RUSSIAN ARMS CONTRACTS SURGE.

Publication: Monitor Volume: 2 Issue: 154

A U.S. Congressional Research Service (CRS) report has concluded that Russia emerged in 1995 as the world’s leading arms exporter to the developing world. According to the recently released study, Russia’s defense industries rebounded last year by concluding arms agreements worth some $6 billion, up from $3.7 billion the previous year. That figure topped the U.S., which saw the value of its arms agreements drop to $3.8 billion from $6.2 billion in 1994. France, the leading supplier in 1994, saw its new arms contracts fall from $8.3 billion to $2.4 billion this year, the study said. The report covers arms to be transferred to all nations except the U.S., Russia, Europe, Canada, Japan, Australia, and New Zealand. The Russian upsurge came despite a shrinking market for arms in the developing world. Agreements for arms transfers in this sector fell to $15.4 billion last year, down from $60.8 billion in 1988. From 1992-1995 the U.S. dominated this market, accounting for 45.3 percent of all such agreements, the report noted. The developing world is reported to have accounted for slightly more than half of all purchases worldwide last year. (AP, The New York Times, August 20)
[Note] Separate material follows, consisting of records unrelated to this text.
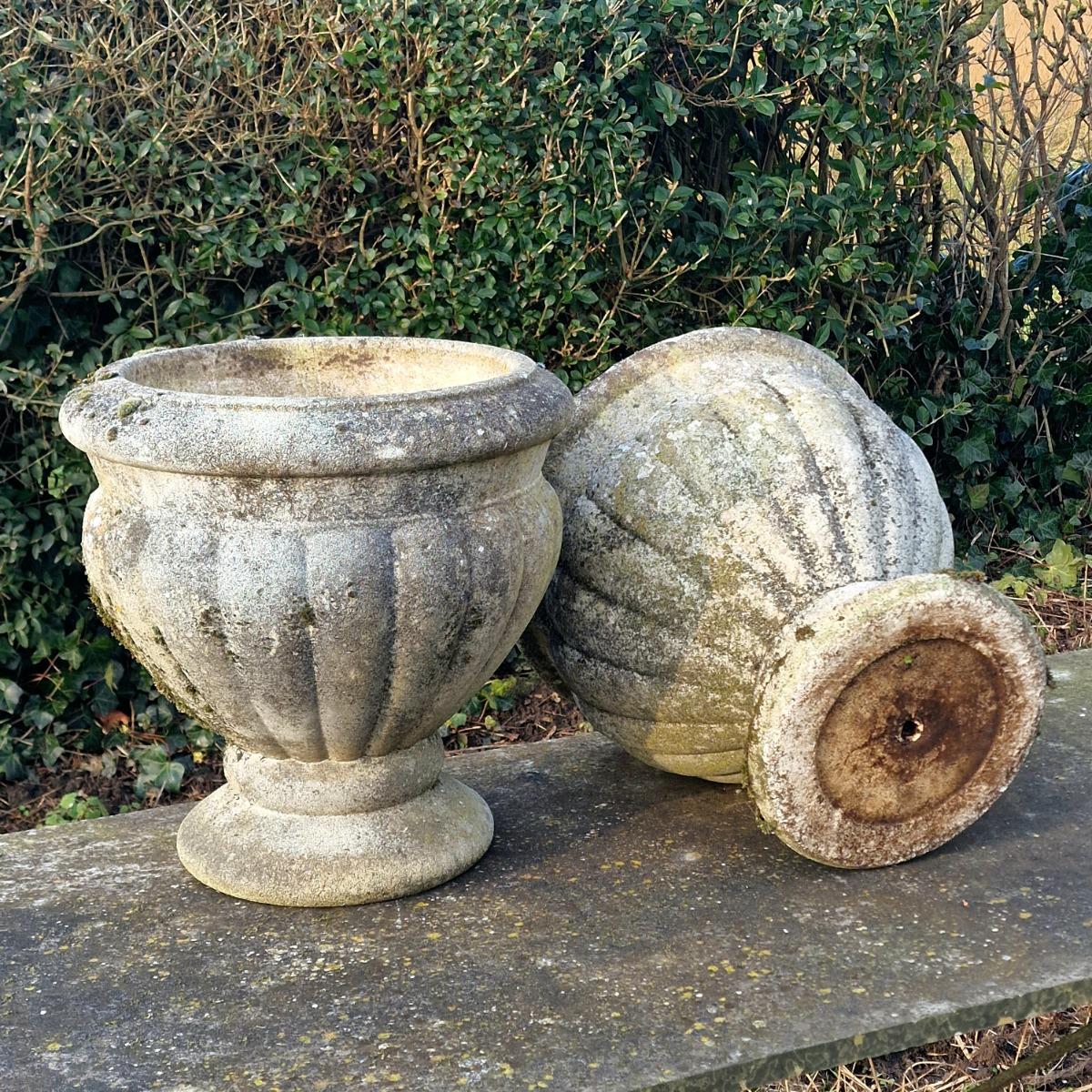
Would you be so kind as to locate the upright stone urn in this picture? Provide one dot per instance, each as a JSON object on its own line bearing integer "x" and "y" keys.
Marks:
{"x": 751, "y": 590}
{"x": 321, "y": 547}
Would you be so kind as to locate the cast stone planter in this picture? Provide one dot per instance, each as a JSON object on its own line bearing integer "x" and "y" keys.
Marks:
{"x": 749, "y": 590}
{"x": 321, "y": 547}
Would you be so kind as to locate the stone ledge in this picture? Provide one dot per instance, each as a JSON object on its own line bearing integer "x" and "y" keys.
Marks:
{"x": 629, "y": 929}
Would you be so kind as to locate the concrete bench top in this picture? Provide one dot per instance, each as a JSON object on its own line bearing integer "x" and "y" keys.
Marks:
{"x": 629, "y": 929}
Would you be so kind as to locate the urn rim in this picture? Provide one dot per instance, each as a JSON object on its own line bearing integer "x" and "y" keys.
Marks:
{"x": 315, "y": 407}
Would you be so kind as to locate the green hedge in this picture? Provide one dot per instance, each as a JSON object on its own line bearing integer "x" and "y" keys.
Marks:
{"x": 577, "y": 180}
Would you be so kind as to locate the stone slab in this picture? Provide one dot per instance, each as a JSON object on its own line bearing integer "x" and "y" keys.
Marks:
{"x": 629, "y": 929}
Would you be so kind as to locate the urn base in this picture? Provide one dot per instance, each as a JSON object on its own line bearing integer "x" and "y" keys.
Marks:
{"x": 334, "y": 834}
{"x": 895, "y": 714}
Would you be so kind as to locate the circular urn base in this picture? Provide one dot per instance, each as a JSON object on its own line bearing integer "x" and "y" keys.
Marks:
{"x": 896, "y": 714}
{"x": 334, "y": 834}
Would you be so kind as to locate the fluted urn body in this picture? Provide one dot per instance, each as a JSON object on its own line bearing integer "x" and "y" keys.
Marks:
{"x": 321, "y": 547}
{"x": 751, "y": 590}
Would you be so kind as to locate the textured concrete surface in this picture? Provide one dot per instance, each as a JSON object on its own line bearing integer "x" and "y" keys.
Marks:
{"x": 631, "y": 929}
{"x": 724, "y": 495}
{"x": 321, "y": 547}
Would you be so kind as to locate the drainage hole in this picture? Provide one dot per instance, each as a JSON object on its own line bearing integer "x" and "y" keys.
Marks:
{"x": 910, "y": 731}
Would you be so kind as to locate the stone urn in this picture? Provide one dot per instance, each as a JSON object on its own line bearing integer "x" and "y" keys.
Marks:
{"x": 320, "y": 549}
{"x": 752, "y": 589}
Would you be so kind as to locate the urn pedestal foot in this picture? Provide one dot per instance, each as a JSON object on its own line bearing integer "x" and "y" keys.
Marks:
{"x": 893, "y": 718}
{"x": 334, "y": 834}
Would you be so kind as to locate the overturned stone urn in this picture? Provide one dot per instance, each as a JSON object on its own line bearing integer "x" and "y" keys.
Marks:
{"x": 749, "y": 591}
{"x": 321, "y": 547}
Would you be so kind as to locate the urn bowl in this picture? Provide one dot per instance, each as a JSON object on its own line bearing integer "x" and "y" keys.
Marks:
{"x": 754, "y": 587}
{"x": 321, "y": 549}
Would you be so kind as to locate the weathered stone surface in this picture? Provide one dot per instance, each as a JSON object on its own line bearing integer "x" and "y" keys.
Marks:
{"x": 629, "y": 929}
{"x": 745, "y": 535}
{"x": 322, "y": 547}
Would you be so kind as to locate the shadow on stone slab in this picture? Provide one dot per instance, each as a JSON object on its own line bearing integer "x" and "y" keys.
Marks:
{"x": 628, "y": 929}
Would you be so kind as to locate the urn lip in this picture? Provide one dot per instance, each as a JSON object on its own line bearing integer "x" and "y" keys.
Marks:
{"x": 316, "y": 407}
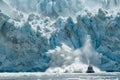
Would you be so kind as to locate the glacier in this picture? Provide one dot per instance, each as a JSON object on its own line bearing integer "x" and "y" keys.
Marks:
{"x": 59, "y": 35}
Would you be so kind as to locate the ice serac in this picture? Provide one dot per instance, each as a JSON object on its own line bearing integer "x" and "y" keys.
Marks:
{"x": 21, "y": 49}
{"x": 39, "y": 42}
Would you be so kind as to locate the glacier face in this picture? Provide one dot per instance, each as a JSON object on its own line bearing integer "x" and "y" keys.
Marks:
{"x": 54, "y": 38}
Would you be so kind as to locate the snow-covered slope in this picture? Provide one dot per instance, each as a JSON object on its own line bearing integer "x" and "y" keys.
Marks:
{"x": 56, "y": 38}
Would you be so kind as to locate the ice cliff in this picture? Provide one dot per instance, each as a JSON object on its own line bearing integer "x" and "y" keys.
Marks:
{"x": 47, "y": 36}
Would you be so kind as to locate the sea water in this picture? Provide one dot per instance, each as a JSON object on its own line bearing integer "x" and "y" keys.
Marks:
{"x": 59, "y": 76}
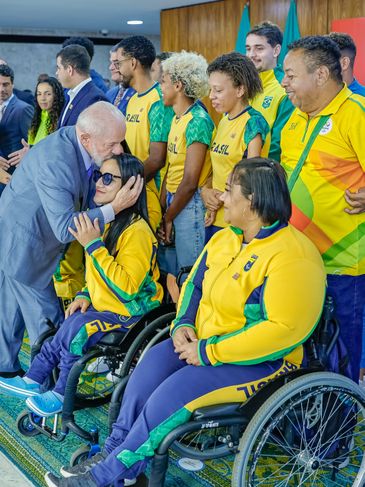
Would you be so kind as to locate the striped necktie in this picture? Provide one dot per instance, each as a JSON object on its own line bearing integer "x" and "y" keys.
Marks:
{"x": 2, "y": 110}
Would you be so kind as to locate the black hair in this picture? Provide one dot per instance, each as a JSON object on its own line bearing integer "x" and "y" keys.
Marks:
{"x": 56, "y": 109}
{"x": 265, "y": 181}
{"x": 140, "y": 48}
{"x": 6, "y": 71}
{"x": 81, "y": 41}
{"x": 320, "y": 51}
{"x": 241, "y": 70}
{"x": 270, "y": 31}
{"x": 346, "y": 45}
{"x": 129, "y": 166}
{"x": 77, "y": 57}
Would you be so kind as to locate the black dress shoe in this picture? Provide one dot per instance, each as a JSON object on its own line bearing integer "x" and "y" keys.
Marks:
{"x": 8, "y": 375}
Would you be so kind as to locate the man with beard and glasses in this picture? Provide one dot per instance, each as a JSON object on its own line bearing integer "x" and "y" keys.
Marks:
{"x": 47, "y": 192}
{"x": 148, "y": 120}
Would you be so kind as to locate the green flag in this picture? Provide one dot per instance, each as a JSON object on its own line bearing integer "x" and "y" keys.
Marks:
{"x": 291, "y": 32}
{"x": 243, "y": 31}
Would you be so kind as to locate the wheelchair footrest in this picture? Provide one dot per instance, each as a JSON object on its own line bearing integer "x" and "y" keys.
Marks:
{"x": 219, "y": 410}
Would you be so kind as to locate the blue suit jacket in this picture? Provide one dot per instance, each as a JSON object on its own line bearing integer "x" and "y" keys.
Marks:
{"x": 14, "y": 126}
{"x": 47, "y": 190}
{"x": 88, "y": 95}
{"x": 127, "y": 95}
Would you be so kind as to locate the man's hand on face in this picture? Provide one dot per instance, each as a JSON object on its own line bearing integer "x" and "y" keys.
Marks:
{"x": 128, "y": 194}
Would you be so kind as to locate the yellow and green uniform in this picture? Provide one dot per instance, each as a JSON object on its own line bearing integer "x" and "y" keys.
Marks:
{"x": 251, "y": 308}
{"x": 194, "y": 126}
{"x": 336, "y": 162}
{"x": 126, "y": 283}
{"x": 42, "y": 131}
{"x": 148, "y": 120}
{"x": 229, "y": 146}
{"x": 275, "y": 106}
{"x": 250, "y": 303}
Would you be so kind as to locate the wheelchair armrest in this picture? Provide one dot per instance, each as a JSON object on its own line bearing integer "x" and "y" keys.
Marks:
{"x": 112, "y": 338}
{"x": 217, "y": 410}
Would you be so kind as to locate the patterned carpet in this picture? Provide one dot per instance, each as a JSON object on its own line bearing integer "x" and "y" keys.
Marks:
{"x": 37, "y": 455}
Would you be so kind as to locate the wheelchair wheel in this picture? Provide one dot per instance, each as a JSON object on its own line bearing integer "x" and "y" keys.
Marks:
{"x": 311, "y": 432}
{"x": 24, "y": 426}
{"x": 154, "y": 333}
{"x": 80, "y": 455}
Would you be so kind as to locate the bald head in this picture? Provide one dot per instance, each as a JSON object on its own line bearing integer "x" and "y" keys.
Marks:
{"x": 101, "y": 129}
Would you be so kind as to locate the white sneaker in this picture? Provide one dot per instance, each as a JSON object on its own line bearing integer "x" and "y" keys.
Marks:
{"x": 98, "y": 366}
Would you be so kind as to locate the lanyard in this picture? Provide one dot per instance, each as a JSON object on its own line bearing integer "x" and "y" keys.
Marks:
{"x": 296, "y": 171}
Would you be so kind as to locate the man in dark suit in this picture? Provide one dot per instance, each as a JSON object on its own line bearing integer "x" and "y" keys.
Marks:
{"x": 15, "y": 119}
{"x": 51, "y": 186}
{"x": 118, "y": 95}
{"x": 73, "y": 72}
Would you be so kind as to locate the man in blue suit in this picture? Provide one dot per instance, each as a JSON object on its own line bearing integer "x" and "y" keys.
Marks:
{"x": 51, "y": 186}
{"x": 118, "y": 95}
{"x": 73, "y": 72}
{"x": 15, "y": 119}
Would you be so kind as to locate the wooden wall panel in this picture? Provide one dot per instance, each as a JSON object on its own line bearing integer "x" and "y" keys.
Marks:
{"x": 211, "y": 28}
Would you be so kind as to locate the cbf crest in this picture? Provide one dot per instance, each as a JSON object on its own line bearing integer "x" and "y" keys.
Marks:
{"x": 267, "y": 101}
{"x": 250, "y": 262}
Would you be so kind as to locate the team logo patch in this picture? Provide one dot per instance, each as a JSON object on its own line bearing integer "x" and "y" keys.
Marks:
{"x": 267, "y": 101}
{"x": 250, "y": 262}
{"x": 327, "y": 127}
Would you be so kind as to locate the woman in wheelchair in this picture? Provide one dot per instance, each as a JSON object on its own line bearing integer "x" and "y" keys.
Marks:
{"x": 121, "y": 286}
{"x": 252, "y": 298}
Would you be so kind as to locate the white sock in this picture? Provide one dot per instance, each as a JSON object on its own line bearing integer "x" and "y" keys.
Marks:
{"x": 30, "y": 381}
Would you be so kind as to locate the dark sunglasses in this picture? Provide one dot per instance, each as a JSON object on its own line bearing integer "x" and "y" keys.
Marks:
{"x": 107, "y": 177}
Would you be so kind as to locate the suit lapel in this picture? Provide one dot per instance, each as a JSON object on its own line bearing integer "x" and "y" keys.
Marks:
{"x": 80, "y": 95}
{"x": 8, "y": 111}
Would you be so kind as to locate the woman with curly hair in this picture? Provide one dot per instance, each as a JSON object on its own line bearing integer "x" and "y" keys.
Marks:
{"x": 184, "y": 82}
{"x": 241, "y": 133}
{"x": 50, "y": 100}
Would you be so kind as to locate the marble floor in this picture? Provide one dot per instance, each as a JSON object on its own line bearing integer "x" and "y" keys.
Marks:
{"x": 10, "y": 475}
The CRS report nevertheless provides only an approximate picture of Moscow’s arms dealings. This is true both because of haphazard reporting of Russian arms agreements, and because the CRS report analyzes arms contracts rather than actual arms deliveries. On the strength of new orders that followed the Gulf War, the U.S., for example, delivered some $9.5 billion in arms last year, compared to $2.4 billion for Russia. (AP, August 20) For all of that, the report would seem to reflect a positive trend in sales that has been boasted of recently by Russian defense industrial leaders. It may also provide some ground for optimism for hard-hit Russian defense enterprises.